The immediate and long-term mental health effects of the COVID-19 crisis has significant implications for hospitals across the country who are bracing for a surge in the number of patients presenting with mental health issues in the wake of prolonged social isolation, rising unemployment, economic instability and pervasive fear, uncertainty and anxiety. Given the expected groundswell of mental health needs, hospitals are turning to telepsychiatry to provide as-needed psychiatric assessments and care.
Telepsychiatry is being used in hospital emergency departments (EDs) to help triage psychiatric patients and refer them to the appropriate level of care more quickly and efficiently. Timely access to psychiatric assessment via telepsychiatry has been shown to shorten wait times, reduce overcrowding in the ED and improve patient satisfaction.
Telepsychiatry is also used to support a hospital inpatient medical unit. Prior to the COVID-19 crisis, there was a nationwide shortage of mental health professionals, particularly psychiatrists. In the wake of the pandemic, these scarce resources are even more strained and overextended, leading to significant delays and long wait times for their services. Telepsychiatry can help alleviate this by connecting the hospital team with remote psychiatrists who can assist with clearance evaluations so medical-surgical patients can be discharged more quickly, reducing the strain on the system and minimizing patients’ risk of exposure to COVID-19 from an extended hospital stay.
To address the escalating need for both medical and mental health care in the wake of the COVID-19 crisis, many hospitals across the country are seeking to quickly expand their network of healthcare providers by adding remote clinicians to their ranks. While additional practitioners are needed to handle the increased volume, all new clinicians – both onsite and remote – must be properly credentialed and privileged in order to practice within a hospital.
Credentialing is a lengthy, complex process that is unique to every clinician and organization. The time it takes to collect, review and approve the necessary documentation for credentialing can extend for months and can significantly impact the time it takes to establish a telepsychiatry program.
Privileging involves the granting of certain permissions by hospitals to an individual clinician to perform specific aspects of patient care. Privileging decisions are made based on the portfolio of information and materials collected and reviewed during the credentialing process. Examples of privileges include admitting, placing orders, prescribing and performing procedures. If a remote clinician is not privileged with an organization, they may not be able to directly assess a patient.
Committees at each hospital generally approve privileges. The regularity or frequency with which these committees meet varies widely, which can delay the implementation of telepsychiatry services and further prolong wait times for behavioral health patients in need.
Given that the standard credentialing and privileging process typically takes a few weeks to a few months to complete, alternative solutions are needed during the COVID-19 crisis in order to safely and quickly meet patient care needs.
Temporary and disaster privileges are two options that could help hospitals meet the significant and growing need for care during the COVID-19 crisis and in its aftermath. Granting temporary and disaster privileges would help expedite the provision of patient care since it would allow telepsychiatry providers to start delivering behavioral health services more quickly while they await review and approval by the medical staff committee and governing body of the hospital.
According to the Joint Commission, temporary privileges can be granted in situations where the patient care volume exceeds the level that can be handled by currently privileged practitioners. Disaster privileges are temporary privileges a hospital may grant for various reasons according to their bylaws, such as during a declared local or national emergency if the hospital is unable to meet immediate patient needs and requires outside assistance to sustain patient care.
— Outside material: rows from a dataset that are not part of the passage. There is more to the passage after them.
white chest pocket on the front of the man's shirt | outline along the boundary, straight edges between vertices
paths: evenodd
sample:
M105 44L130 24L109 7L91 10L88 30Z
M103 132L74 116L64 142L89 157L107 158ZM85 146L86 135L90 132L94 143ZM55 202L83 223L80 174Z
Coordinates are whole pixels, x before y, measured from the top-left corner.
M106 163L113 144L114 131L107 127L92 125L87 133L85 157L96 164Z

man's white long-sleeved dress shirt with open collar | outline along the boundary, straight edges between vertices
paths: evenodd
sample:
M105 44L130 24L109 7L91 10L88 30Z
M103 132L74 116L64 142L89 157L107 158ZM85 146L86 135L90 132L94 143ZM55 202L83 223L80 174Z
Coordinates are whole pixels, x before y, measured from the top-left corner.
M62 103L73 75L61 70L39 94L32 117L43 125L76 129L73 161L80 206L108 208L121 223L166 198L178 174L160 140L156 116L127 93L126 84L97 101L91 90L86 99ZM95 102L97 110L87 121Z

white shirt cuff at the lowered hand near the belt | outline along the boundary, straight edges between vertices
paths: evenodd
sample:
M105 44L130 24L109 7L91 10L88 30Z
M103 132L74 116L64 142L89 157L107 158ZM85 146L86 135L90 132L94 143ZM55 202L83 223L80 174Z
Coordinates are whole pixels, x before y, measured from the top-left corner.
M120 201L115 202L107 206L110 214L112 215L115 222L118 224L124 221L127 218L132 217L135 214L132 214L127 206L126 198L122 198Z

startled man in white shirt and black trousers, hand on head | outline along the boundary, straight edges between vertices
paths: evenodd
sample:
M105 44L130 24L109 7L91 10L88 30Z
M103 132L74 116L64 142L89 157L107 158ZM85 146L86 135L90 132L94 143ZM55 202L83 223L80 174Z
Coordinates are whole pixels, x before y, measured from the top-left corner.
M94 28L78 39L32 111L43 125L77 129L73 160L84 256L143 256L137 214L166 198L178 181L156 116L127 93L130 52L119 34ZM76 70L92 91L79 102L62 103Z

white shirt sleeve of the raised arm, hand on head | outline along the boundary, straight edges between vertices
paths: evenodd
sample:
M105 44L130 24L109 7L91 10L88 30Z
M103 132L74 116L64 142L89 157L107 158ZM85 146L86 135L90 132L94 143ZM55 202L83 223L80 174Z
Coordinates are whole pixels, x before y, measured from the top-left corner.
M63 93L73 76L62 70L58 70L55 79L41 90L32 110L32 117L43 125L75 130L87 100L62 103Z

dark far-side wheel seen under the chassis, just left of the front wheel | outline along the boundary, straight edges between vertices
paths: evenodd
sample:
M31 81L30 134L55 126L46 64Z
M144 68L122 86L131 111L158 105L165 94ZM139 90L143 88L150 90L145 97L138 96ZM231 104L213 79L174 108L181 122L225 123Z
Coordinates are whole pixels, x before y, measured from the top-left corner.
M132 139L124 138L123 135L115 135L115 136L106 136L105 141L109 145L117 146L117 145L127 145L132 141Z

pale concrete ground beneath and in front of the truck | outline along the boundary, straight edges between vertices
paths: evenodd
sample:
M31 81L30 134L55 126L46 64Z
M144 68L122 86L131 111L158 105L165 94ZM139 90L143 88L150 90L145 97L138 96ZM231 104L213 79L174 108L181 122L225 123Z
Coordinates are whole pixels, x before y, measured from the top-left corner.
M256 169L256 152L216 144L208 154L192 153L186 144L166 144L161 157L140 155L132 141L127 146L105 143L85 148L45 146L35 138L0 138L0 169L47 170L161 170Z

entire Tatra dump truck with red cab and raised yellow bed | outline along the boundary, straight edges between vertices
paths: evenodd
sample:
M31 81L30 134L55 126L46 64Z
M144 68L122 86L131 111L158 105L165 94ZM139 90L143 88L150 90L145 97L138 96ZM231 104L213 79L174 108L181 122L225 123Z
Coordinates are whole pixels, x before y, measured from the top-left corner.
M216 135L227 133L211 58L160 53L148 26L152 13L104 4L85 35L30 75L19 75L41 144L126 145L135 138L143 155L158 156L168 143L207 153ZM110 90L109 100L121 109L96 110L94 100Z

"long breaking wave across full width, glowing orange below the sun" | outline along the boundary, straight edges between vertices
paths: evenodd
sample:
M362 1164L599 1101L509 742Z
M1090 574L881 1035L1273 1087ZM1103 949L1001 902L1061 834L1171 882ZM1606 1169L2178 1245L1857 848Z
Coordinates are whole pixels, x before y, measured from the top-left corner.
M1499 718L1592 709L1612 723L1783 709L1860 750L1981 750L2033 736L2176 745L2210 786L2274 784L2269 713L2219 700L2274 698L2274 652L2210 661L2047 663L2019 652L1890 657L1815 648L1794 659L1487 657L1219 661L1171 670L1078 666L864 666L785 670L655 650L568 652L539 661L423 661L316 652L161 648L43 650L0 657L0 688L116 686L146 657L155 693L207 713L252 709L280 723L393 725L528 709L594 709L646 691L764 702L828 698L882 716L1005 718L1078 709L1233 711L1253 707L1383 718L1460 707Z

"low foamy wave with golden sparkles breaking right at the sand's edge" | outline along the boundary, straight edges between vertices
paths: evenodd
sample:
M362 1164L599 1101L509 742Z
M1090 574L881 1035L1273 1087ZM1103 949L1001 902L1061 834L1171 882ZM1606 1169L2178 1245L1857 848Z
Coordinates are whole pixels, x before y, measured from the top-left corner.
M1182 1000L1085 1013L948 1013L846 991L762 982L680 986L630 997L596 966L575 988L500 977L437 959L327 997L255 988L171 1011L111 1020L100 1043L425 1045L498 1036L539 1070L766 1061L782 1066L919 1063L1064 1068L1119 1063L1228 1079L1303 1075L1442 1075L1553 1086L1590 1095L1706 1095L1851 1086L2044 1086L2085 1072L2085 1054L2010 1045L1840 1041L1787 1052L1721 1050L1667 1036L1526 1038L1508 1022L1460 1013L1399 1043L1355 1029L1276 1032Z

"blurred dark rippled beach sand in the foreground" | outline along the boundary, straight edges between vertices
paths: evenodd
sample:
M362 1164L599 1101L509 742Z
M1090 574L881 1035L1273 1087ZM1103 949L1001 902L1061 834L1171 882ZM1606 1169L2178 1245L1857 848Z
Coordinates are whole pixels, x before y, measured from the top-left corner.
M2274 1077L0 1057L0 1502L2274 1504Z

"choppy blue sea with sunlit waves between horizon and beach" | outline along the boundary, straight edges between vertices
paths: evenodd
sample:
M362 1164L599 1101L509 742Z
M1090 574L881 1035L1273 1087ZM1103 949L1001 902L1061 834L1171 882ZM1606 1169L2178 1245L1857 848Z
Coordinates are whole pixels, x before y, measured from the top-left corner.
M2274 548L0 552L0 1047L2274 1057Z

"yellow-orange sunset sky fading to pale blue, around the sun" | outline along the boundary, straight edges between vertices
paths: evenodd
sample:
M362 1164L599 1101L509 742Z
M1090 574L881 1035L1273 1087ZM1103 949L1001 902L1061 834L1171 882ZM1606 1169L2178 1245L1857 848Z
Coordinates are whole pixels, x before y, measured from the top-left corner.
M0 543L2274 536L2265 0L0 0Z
Disaster privileges are also governed by hospital bylaws or policies, and only extend for the duration of the emergency whereas temporary privileges may allow a physician to practice for up to 120 days and can be extended for intervals of 30-60 days until a full credentials review can be performed and permanent privileges are granted. Since the need for mental health care will persist long after the immediate threat of the coronavirus subsides, hospitals should push for temporary rather than disaster privileging for telepsychiatry providers.